Skip to main content
For the complete documentation index, see llms.txt. Markdown versions of all pages are available by appending .md to any URL (e.g. /max/get-started.md).

Python class

GGUFQAttentionWithRope

GGUFQAttentionWithRope​

class max.nn.attention.GGUFQAttentionWithRope(*, rope, num_attention_heads, num_key_value_heads, hidden_size, kv_params, dtype, quantization_encoding, devices=None, linear_cls=<class 'max.nn.linear.Linear'>, scale=None, has_bias=False, clip_qkv=None, mask_variant=MHAMaskVariant.CAUSAL_MASK)

source

Bases: AttentionWithRope

Implementation of attention with GGUF quantized weights.

Initializes the GGUF attention layer.

Parameters:

  • rope (RotaryEmbedding) – The rope layer to borrow the freqs_cis value from.
  • num_attention_heads (int) – The number of attention heads.
  • num_key_value_heads (int) – Number of key/value heads.
  • hidden_size (int) – The dimension of the hidden states.
  • kv_params (KVCacheParams) – KV Cache params, including number of kv heads, head dim, and dtype.
  • layer_idx – The layer number associated with this Attention block.
  • dtype (DType) – DType of the weights, should always be uint8.
  • devices (list[DeviceRef] | None) – Device(s) on which to place the weights and run the computation.
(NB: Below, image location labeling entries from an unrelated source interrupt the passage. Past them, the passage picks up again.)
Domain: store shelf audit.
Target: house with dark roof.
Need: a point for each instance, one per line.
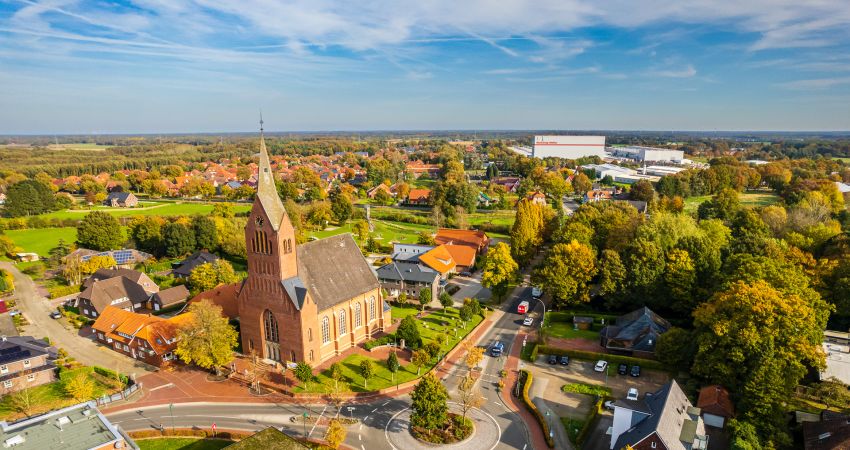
(184, 268)
(121, 199)
(25, 362)
(409, 278)
(634, 333)
(661, 420)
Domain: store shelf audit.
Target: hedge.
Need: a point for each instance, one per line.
(612, 359)
(531, 407)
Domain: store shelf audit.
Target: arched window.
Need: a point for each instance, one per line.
(358, 322)
(326, 330)
(270, 326)
(343, 326)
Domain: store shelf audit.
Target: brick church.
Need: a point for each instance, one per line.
(306, 302)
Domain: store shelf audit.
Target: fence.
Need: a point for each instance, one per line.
(118, 396)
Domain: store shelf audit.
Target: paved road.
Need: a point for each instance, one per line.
(36, 309)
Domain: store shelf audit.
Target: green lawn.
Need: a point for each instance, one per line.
(442, 322)
(182, 444)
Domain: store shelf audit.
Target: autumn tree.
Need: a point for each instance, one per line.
(566, 272)
(499, 269)
(207, 340)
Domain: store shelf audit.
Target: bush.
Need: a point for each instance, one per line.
(612, 359)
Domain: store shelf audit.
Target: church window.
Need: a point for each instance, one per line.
(358, 322)
(343, 326)
(270, 326)
(326, 331)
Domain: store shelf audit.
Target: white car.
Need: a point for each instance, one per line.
(600, 366)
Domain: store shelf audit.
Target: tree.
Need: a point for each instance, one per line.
(393, 364)
(207, 340)
(566, 272)
(409, 332)
(177, 239)
(28, 198)
(206, 233)
(80, 386)
(419, 359)
(336, 433)
(468, 395)
(429, 403)
(446, 300)
(425, 297)
(367, 369)
(499, 269)
(100, 231)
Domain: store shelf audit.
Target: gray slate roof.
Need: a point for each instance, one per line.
(334, 270)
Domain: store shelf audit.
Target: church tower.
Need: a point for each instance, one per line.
(270, 319)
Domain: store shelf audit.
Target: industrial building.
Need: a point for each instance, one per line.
(568, 147)
(649, 154)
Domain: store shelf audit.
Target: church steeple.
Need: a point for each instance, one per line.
(266, 189)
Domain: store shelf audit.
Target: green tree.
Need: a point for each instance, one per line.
(566, 272)
(409, 331)
(429, 403)
(177, 239)
(206, 233)
(99, 231)
(207, 340)
(499, 269)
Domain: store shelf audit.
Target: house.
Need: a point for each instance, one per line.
(122, 199)
(476, 239)
(169, 298)
(537, 198)
(25, 362)
(716, 406)
(184, 268)
(79, 426)
(634, 333)
(144, 337)
(419, 197)
(409, 278)
(661, 420)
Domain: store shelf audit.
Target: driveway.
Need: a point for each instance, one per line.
(36, 310)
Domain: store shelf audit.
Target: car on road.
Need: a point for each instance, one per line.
(600, 366)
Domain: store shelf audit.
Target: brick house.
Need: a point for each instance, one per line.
(144, 337)
(25, 362)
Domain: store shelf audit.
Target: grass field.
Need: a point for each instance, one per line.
(182, 444)
(751, 199)
(440, 322)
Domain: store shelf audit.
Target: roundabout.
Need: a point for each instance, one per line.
(485, 436)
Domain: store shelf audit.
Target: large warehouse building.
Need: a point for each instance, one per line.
(568, 147)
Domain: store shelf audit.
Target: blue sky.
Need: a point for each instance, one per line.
(161, 66)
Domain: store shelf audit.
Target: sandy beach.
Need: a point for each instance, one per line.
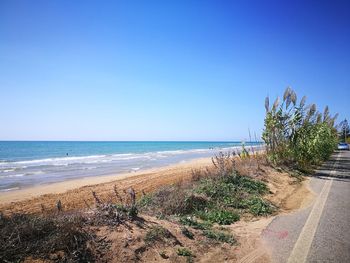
(77, 193)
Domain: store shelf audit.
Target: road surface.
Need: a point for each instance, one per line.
(320, 232)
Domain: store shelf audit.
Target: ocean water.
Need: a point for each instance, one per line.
(28, 163)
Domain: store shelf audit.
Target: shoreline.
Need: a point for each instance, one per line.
(37, 191)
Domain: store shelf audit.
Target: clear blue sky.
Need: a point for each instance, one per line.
(165, 70)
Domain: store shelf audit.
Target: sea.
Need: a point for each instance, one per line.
(28, 163)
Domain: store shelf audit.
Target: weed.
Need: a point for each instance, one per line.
(220, 236)
(187, 233)
(222, 217)
(156, 233)
(258, 206)
(28, 235)
(163, 254)
(192, 222)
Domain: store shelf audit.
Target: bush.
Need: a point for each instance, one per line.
(192, 222)
(187, 233)
(220, 236)
(222, 217)
(257, 206)
(185, 252)
(297, 135)
(157, 233)
(36, 236)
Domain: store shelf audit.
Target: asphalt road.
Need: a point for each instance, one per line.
(320, 232)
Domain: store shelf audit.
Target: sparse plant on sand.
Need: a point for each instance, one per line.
(298, 135)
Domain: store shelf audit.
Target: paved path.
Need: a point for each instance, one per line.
(321, 232)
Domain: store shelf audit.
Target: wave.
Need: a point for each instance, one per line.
(114, 158)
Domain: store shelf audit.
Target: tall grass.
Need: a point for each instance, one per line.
(296, 134)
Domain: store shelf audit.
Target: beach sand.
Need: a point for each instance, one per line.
(77, 193)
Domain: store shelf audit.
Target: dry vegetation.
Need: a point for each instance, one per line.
(187, 221)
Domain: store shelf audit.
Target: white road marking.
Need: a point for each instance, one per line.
(302, 246)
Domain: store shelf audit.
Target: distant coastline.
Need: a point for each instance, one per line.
(24, 164)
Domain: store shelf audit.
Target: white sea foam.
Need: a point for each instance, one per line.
(9, 189)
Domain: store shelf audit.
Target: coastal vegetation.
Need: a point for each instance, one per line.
(297, 135)
(182, 220)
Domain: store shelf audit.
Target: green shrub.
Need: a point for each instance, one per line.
(187, 233)
(296, 135)
(156, 233)
(257, 206)
(192, 222)
(185, 252)
(222, 217)
(220, 236)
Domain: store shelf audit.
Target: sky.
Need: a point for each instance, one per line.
(165, 70)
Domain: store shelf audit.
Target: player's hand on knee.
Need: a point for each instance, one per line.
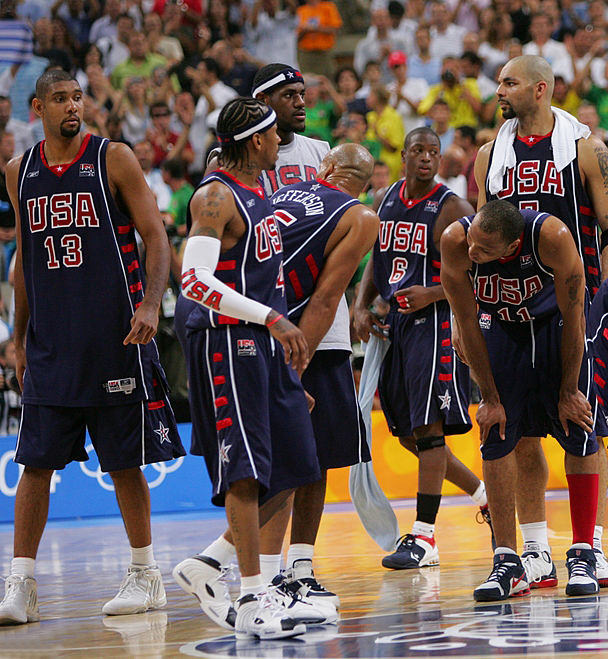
(366, 323)
(490, 414)
(575, 407)
(291, 338)
(143, 325)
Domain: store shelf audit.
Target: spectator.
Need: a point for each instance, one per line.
(406, 92)
(169, 47)
(386, 127)
(167, 144)
(451, 168)
(273, 31)
(144, 152)
(318, 24)
(106, 25)
(174, 175)
(379, 44)
(542, 44)
(441, 118)
(422, 64)
(462, 95)
(446, 37)
(140, 62)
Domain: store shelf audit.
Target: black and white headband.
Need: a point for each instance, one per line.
(284, 77)
(261, 125)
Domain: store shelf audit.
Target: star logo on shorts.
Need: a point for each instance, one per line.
(224, 457)
(163, 433)
(446, 399)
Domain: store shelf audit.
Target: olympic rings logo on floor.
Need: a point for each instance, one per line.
(161, 468)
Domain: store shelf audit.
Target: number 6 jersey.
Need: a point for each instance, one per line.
(83, 281)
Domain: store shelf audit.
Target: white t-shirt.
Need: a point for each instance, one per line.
(298, 161)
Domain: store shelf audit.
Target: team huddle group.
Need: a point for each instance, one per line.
(508, 294)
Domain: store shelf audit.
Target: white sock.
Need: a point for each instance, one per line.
(142, 555)
(422, 528)
(220, 550)
(479, 496)
(251, 585)
(535, 533)
(23, 567)
(597, 537)
(270, 565)
(299, 550)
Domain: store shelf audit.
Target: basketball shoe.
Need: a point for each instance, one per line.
(312, 610)
(301, 579)
(539, 567)
(264, 616)
(507, 579)
(205, 578)
(141, 590)
(581, 572)
(20, 603)
(412, 551)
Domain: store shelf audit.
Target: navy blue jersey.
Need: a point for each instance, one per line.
(405, 253)
(520, 287)
(254, 266)
(308, 213)
(83, 284)
(536, 184)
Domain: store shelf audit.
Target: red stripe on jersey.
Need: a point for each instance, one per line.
(295, 283)
(226, 265)
(312, 266)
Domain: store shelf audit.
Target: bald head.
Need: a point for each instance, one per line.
(349, 161)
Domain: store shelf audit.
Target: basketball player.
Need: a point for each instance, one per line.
(423, 391)
(248, 405)
(578, 195)
(83, 333)
(524, 271)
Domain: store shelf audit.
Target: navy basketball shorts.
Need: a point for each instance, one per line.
(526, 364)
(336, 418)
(123, 436)
(249, 413)
(421, 380)
(597, 344)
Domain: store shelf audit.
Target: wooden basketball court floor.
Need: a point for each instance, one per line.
(416, 613)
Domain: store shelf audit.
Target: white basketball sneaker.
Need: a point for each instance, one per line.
(20, 603)
(205, 578)
(141, 590)
(263, 616)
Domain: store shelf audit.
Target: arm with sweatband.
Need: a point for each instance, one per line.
(200, 284)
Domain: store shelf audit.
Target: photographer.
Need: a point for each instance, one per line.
(461, 94)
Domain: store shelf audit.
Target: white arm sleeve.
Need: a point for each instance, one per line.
(200, 284)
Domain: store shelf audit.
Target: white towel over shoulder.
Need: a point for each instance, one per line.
(566, 131)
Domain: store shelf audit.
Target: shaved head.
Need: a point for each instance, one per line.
(348, 160)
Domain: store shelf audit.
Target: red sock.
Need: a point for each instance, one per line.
(583, 490)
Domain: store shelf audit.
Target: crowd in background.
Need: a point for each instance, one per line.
(156, 74)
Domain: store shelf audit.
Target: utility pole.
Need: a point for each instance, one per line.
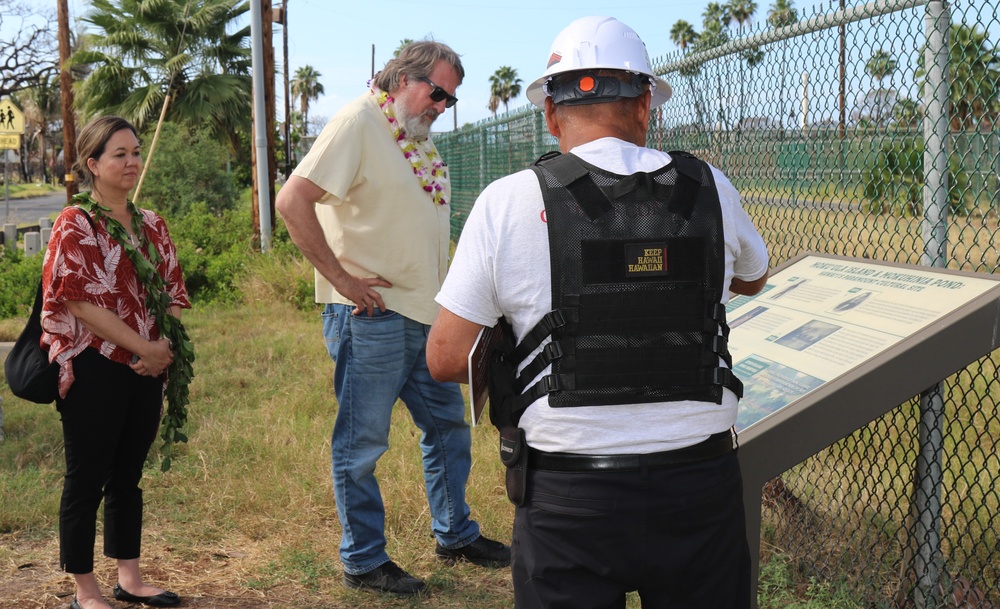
(66, 90)
(288, 106)
(264, 142)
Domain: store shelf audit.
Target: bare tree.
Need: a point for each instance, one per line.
(28, 53)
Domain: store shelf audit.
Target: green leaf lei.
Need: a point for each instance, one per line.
(158, 301)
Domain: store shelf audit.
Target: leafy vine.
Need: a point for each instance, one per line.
(181, 370)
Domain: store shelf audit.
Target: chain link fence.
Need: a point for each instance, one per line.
(864, 130)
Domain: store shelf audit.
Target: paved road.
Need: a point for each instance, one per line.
(20, 211)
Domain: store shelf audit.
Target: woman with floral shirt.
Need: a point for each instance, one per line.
(113, 360)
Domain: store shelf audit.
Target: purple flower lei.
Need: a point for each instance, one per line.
(430, 172)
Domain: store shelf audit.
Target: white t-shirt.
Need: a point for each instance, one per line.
(501, 267)
(377, 218)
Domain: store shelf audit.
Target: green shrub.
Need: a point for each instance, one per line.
(188, 167)
(894, 183)
(217, 254)
(19, 277)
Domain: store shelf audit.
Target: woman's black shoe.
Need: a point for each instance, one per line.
(163, 599)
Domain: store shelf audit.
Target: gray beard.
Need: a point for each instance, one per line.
(414, 128)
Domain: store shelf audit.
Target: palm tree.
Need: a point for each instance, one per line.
(178, 51)
(782, 14)
(683, 35)
(505, 85)
(402, 45)
(306, 87)
(907, 113)
(974, 77)
(715, 16)
(42, 104)
(881, 65)
(741, 11)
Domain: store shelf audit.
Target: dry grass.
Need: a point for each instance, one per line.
(246, 516)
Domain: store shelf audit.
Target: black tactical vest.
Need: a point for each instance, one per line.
(638, 264)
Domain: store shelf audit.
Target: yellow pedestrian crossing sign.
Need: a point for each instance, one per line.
(11, 119)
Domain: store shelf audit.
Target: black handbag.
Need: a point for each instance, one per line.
(30, 375)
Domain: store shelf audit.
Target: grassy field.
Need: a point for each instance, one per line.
(246, 516)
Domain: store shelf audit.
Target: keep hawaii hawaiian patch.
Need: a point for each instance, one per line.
(646, 259)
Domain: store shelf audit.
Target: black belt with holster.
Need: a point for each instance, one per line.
(715, 446)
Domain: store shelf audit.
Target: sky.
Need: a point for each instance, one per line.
(336, 37)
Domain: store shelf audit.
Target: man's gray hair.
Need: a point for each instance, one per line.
(417, 60)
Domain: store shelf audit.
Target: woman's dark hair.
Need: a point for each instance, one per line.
(417, 60)
(92, 140)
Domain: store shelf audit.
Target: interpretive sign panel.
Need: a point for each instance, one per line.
(833, 343)
(820, 317)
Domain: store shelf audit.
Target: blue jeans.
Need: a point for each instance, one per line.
(380, 359)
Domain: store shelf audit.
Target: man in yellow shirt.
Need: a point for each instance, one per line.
(369, 207)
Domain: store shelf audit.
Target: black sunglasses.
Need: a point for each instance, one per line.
(438, 94)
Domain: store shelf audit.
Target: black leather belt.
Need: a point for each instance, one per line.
(715, 446)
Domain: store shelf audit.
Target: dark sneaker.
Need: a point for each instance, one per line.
(483, 552)
(387, 577)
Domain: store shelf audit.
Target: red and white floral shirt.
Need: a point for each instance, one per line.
(80, 265)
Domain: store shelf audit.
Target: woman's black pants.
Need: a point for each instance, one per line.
(110, 417)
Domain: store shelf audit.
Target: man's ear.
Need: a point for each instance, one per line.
(551, 119)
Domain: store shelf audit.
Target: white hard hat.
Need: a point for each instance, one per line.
(595, 43)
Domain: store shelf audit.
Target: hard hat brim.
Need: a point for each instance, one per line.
(661, 92)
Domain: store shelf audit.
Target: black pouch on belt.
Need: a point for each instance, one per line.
(514, 455)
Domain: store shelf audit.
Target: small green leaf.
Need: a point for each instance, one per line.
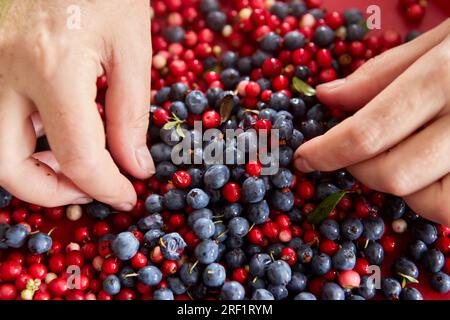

If multiple are provided, the first device is used. Use TensorParallelAttentionWithRope to use all devices during attention computation.
  • quantization_encoding (QuantizationEncoding) – Quantization encoding of the weights.
  • linear_cls (Callable[..., Linear]) – Linear class to use for the outputs dense layer.
  • scale (float | None) – Value used to scale the results of the attention output.
  • has_bias (bool) – Whether to use an attention bias.
  • clip_qkv (float | None) – If provided, the QKV weights are clamped between [-clip_qkv, clip_qkv]
  • mask_variant (MHAMaskVariant) – Attention mask used by the flash-attention kernel. Defaults to MHAMaskVariant.CAUSAL_MASK.

rope​

rope: RotaryEmbedding

source

wqkv​

property wqkv: TensorValue

source

The concatenation of q, k, and v weight vectors.

wqkv_bias​

property wqkv_bias: TensorValue | None

source

The concatenation of q, k, and v bias weight vectors.